Thank you for your time

 

________________________________
 From: Mark Thomas <ma...@apache.org>
To: Tomcat Users List <users@tomcat.apache.org> 
Sent: Wednesday, April 4, 2012 6:42 PM
Subject: Re: Discrepancy between Tomcat's connection pool and tomcat's report 
on memory leaks
  
On 04/04/2012 13:54, Hermes Flying wrote:
> Hi Pid,
> 
> This is the configuration The following entry is in server.xml
> 
> <Resource name="jdbc_GENERIS_RS" auth="Container" 
> type="javax.sql.DataSource" driverClassName="org.h2.Driver" 
> url="jdbc:h2:file:/opt/en/repos/tomcat/webapps/GeneralApplication/db/internaldatabase;SCHEMA=genericschema"
>
> 
username="root" password="sa"
> maxActive="20" maxIdle="10" maxWait="-1" />

OK. That means it is a server wide connection pool...

> And the following entry is under $TOMCAT_HOME/conf/context.xml
> 
> <ResourceLink name="jdbc/GenericDataSource" global="jdbc_GENERIS_RS" 
> type="javax.sql.DataSource"/>

... that is shared by one or more applications.

> Concerning your other questions: 1) Yes I could shut down the
> database manually but I would like to do it as a last resort if this
> issue is something that can not be fixed since I believe that my
> setup is correct and should be supported as is

Based on what I have seen so far, I would agree.

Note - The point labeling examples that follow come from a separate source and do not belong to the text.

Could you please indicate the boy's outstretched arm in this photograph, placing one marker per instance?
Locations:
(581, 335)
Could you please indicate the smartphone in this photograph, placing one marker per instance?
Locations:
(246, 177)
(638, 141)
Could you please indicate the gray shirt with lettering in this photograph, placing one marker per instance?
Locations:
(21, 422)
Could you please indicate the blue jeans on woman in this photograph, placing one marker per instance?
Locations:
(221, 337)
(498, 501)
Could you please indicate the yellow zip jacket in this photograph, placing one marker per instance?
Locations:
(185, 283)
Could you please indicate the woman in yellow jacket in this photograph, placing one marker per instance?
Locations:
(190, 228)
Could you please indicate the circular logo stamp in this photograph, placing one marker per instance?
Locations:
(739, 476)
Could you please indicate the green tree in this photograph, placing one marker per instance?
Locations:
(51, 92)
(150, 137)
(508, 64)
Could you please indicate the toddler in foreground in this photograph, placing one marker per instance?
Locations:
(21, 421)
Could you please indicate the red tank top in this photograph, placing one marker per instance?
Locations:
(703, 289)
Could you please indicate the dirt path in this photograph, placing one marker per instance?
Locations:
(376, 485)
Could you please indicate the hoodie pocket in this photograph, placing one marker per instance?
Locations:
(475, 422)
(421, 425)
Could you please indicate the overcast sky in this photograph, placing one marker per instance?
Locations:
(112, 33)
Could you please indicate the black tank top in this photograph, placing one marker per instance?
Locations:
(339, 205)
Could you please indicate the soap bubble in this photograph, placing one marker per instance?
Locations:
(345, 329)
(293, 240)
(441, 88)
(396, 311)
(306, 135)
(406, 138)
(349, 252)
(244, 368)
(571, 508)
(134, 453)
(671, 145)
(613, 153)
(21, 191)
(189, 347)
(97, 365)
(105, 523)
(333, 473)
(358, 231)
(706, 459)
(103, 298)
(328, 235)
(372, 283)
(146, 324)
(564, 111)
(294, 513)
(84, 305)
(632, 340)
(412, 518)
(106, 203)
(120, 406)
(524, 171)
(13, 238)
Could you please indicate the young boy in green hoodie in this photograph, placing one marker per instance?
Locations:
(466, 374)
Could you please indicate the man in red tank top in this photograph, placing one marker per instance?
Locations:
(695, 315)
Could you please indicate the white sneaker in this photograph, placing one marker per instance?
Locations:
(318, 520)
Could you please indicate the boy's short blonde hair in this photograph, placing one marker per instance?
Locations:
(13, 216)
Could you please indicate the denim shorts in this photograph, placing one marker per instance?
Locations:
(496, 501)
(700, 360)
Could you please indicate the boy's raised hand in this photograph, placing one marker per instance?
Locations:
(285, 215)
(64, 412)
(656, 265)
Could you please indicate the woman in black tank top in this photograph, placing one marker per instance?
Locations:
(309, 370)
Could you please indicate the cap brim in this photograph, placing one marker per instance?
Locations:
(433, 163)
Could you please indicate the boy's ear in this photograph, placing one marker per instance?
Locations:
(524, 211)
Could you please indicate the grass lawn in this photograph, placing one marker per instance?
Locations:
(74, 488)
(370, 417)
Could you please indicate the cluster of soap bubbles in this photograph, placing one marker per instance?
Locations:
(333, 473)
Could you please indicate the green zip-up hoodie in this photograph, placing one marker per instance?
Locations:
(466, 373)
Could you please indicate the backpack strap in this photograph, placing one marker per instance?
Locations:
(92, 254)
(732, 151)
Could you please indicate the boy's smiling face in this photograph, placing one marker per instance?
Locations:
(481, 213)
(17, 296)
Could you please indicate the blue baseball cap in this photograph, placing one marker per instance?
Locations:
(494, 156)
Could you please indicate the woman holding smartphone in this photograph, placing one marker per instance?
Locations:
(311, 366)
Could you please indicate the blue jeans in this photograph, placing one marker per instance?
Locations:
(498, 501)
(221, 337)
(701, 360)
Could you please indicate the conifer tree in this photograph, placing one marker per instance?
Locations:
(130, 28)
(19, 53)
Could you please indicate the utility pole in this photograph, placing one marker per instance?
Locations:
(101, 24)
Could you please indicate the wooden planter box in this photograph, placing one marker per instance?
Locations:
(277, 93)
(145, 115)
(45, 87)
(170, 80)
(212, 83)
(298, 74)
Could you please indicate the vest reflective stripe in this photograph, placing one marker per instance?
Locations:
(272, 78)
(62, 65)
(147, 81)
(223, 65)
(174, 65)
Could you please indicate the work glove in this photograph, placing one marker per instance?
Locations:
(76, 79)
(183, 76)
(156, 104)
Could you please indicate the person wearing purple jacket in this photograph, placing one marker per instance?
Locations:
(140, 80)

> 2) You say that it depends if I should close down the connection
> myself. But how can I do that? A javax.sql.DataSource does not
> provide a close method. I would have to cast to
> org.apache.tomcat.dbcp.dbcp.BasicDataSource to call close. I am not
> sure if this is the proper approach. I mean I then get bind to this
> class, right? Or there is another way?

Not that is applies in this case (since the pool is global rather than
per application) but as of 7.0.12 yo an set the closeMethod for a
resource that should be the name of a zero atg method to call to shut
down the resource

>> SEVERE: The web application [/GeneralApplication] appears to have
>> started a thread named [H2 Log Writer GENERICAPPLICATION] but has
>> failed to stop it. This is very likely to create a memory leak. Apr
>> 4, 2012 2:32:54 PM org.apache.catalina.loader.WebappClassLoader
>> clearReferencesThreads


SEVERE: The web application
>> [/GeneralApplication] appears to have started a thread named [H2
>> File Lock Watchdog
>> /opt/en/repos/tomcat/webapps/GeneralApplication/db/internaldatabase.lock.db]
>> but has failed to stop it. This is very likely to create a memory
>> leak.
>> 
>> Why do I get these messages?

What is happening is the the JDBC driver is creating threads. When a
thread is created the context class loader for the thread is - by
default - set to the current context class loader. These threads are
being created when the current context class loader is the web
application class loader. i.e. they are being created as a result of the
web application using the JDBC driver (via the pool). When the web
application stops those threads are still in use (since it is a global
pool) but the threads retain a reference to the web application class
loader and this creates a memory leak.

>> Additionally the input from H2 dev is that these messages are a
>> Tomcat problem. Tomcat should have first disposed of the connection
>> pool and then log the running threads.Their explanation seem
>> correct to me.
> 
> That's the usual first response.  Let's figure out whether it's
> correct...

And it is wrong. When H2 creates those threads it should ensure that the
context class loader for the threads is set to the same class loader
that loaded the JDBC driver. We had similar issues with the evictor
thread in Apache Commons Pool (used by DBCP).